The deliberate strategy to incorporate community health workers into the country’s public health system and recognize them as key members of the community health teams paved the way for great success. Community health workers shared data they gathered in a centralized monitoring and evaluation system, ensuring metrics and trends were registered. Supervision and mentorship by clinically trained staff (nurses and physician assistants) enabled workers to be both supported and held accountable in their field work. Supervisors also created a vital referral link between patients with advanced needs and the formal healthcare system. Supply chains were strengthened so community health workers had access to tools and supplies they needed to provide basic care. A regular salary (instead of relying on community health workers to serve as volunteers or receive intermittent payments) was provided to ensure that financial compensation was commensurate with the hard work they were doing on a day-to-day basis. And finally, the Government of Liberia advanced its own vision of success to donors and partners, using transparent financial planning tools to generate support and accelerate investments for a program that costs less than five percent of the country’s total health budget.
Challenges remain, including uneven implementation that affects health worker performance and the quality of services provided. However, the urgency Liberia exhibited in rolling out its community health worker program, the commitment it made to uphold best practices, and the strategies implemented to ensure national reach, put the country on a successful path. The fact that it achieved success in expanding access to care in such a short amount of time, while being the third poorest country in the world, is a testament to resilience and a commitment to safeguard its population following devastation. This is also why Liberia is an Exemplar. Using its lessons, other countries may be able to adapt and implement programs more successfully.
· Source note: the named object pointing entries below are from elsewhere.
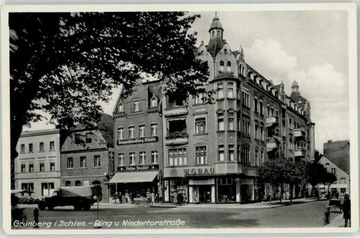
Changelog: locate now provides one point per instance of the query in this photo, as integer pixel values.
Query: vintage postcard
(160, 119)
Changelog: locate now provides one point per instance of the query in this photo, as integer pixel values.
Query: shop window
(177, 157)
(200, 125)
(142, 158)
(131, 131)
(132, 158)
(121, 159)
(221, 153)
(97, 161)
(221, 124)
(52, 145)
(220, 91)
(83, 161)
(154, 157)
(22, 148)
(200, 153)
(142, 131)
(52, 166)
(31, 168)
(120, 133)
(41, 147)
(70, 163)
(153, 129)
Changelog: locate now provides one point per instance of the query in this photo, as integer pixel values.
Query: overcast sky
(308, 46)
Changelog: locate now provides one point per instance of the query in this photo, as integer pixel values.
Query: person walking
(346, 206)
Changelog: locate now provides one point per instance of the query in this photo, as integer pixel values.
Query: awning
(134, 177)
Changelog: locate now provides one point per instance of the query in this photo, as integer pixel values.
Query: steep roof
(338, 152)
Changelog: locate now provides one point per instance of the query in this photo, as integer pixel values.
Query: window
(70, 163)
(246, 99)
(142, 157)
(41, 147)
(245, 126)
(153, 129)
(132, 158)
(245, 155)
(136, 106)
(231, 125)
(228, 66)
(31, 168)
(154, 157)
(231, 153)
(221, 155)
(121, 159)
(199, 99)
(121, 107)
(177, 157)
(220, 91)
(142, 131)
(52, 166)
(200, 153)
(221, 125)
(230, 90)
(52, 145)
(83, 162)
(120, 133)
(200, 125)
(88, 138)
(333, 171)
(131, 131)
(153, 102)
(97, 161)
(221, 66)
(22, 148)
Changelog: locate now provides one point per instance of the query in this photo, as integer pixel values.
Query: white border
(353, 97)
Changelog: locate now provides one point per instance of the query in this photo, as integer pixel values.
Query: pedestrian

About Exemplars in Global Health
Exemplars in Global Health is a program led by Gates Ventures and fueled by the research and insights of both in-country and global experts and partners, to identify the biggest global health success stories of our time. Exemplars in Global Health seeks to identify what public health interventions have delivered impact, how programs have been designed to circumvent challenges, and why specific interventions have led countries to become positive outliers of success. The program’s aim is to allow decision makers to explore proven strategies, policies and actionable recommendations that create similar pathways to scale their own success, in a faster, more effective manner.